The LD between KIR genes was calculated for the 12 KIR loci in order to observe the pairwise association of genes in this population (Table 3). The strongest positive and negative LD values were observed between KIR2DL1 and KIR2DP1 (0.88) and KIR2DL2 and KIR2DL3 (−0.35), consistent with a previous report for six African populations (Single et al. 2008). A graphical analysis of Ugandan compared to these African populations and seven European populations is shown (Fig. 6). The positive LD between KIR2DS1, KIR2DS5, and KIR3DS1 observed in Europeans is absent in Africans; in contrast, a positive association is seen between KIR2DS5 and KIR2DS2-KIR2DL2, consistent with the location of KIR2DS5 gene in the centromeric B region where KIR2DS3 is generally located in Europeans. Overall, the LD values observed for the KIR genes are less extreme in Africa.

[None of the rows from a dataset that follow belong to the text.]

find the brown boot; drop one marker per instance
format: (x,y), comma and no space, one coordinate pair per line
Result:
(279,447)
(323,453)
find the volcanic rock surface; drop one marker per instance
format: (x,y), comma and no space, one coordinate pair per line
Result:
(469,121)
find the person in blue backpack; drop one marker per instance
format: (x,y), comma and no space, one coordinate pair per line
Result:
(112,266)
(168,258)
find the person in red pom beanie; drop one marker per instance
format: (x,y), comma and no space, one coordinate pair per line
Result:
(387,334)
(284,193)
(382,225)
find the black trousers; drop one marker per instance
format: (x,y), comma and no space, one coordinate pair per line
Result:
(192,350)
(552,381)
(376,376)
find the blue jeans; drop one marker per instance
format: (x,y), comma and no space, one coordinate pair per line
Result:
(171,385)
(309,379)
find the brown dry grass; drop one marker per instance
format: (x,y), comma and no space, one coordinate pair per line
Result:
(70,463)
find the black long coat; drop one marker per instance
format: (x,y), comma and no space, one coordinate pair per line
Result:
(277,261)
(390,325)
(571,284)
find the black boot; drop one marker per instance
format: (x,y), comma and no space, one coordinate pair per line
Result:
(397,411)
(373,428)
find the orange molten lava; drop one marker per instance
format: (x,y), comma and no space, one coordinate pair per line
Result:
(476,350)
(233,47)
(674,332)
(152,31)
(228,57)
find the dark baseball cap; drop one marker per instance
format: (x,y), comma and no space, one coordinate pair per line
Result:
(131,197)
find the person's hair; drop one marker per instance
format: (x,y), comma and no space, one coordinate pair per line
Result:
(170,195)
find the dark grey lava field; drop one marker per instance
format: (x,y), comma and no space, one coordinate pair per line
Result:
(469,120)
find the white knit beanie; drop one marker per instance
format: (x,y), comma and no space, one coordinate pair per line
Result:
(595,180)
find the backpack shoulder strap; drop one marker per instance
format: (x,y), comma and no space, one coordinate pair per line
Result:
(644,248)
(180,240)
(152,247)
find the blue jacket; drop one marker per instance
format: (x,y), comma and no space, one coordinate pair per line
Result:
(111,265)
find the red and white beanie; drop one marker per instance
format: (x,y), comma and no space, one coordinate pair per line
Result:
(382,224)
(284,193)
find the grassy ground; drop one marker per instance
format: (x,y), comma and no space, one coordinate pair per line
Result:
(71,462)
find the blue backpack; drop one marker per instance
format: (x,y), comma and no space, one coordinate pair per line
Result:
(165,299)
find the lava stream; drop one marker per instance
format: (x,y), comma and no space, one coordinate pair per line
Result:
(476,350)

Table 3 Linkage disequilibrium observed in the KIR region in the Ugandan population
Fig. 6
figure 6

Comparison of the linkage disequilibrium observed in the KIR region between the Ugandan population and six African and seven European populations. The LD values calculated for 11 KIR gene loci for Ugandan population are compared with the values obtained using the same method by Single et al. (2008). Red represents strong positive LD, blue represents strong negative LD

Conclusions

This Ugandan cohort is the largest African population typed for KIR genes, and when considered with other published data, the remarkable extent of KIR diversity in Africa is clear. The KIR and HLA-C frequencies observed in this population are consistent with other studies of African populations. A number of novel KIR gene profiles are described, including new genotypes and rare patterns. This East African population will be an important reference group for future disease and anthropological studies in African or African-derived populations. Our study has not considered the extensive allelic variation seen in Africans, for example, for KIR3DL1 or KIR2DL1, where the great KIR diversity will become even more apparent.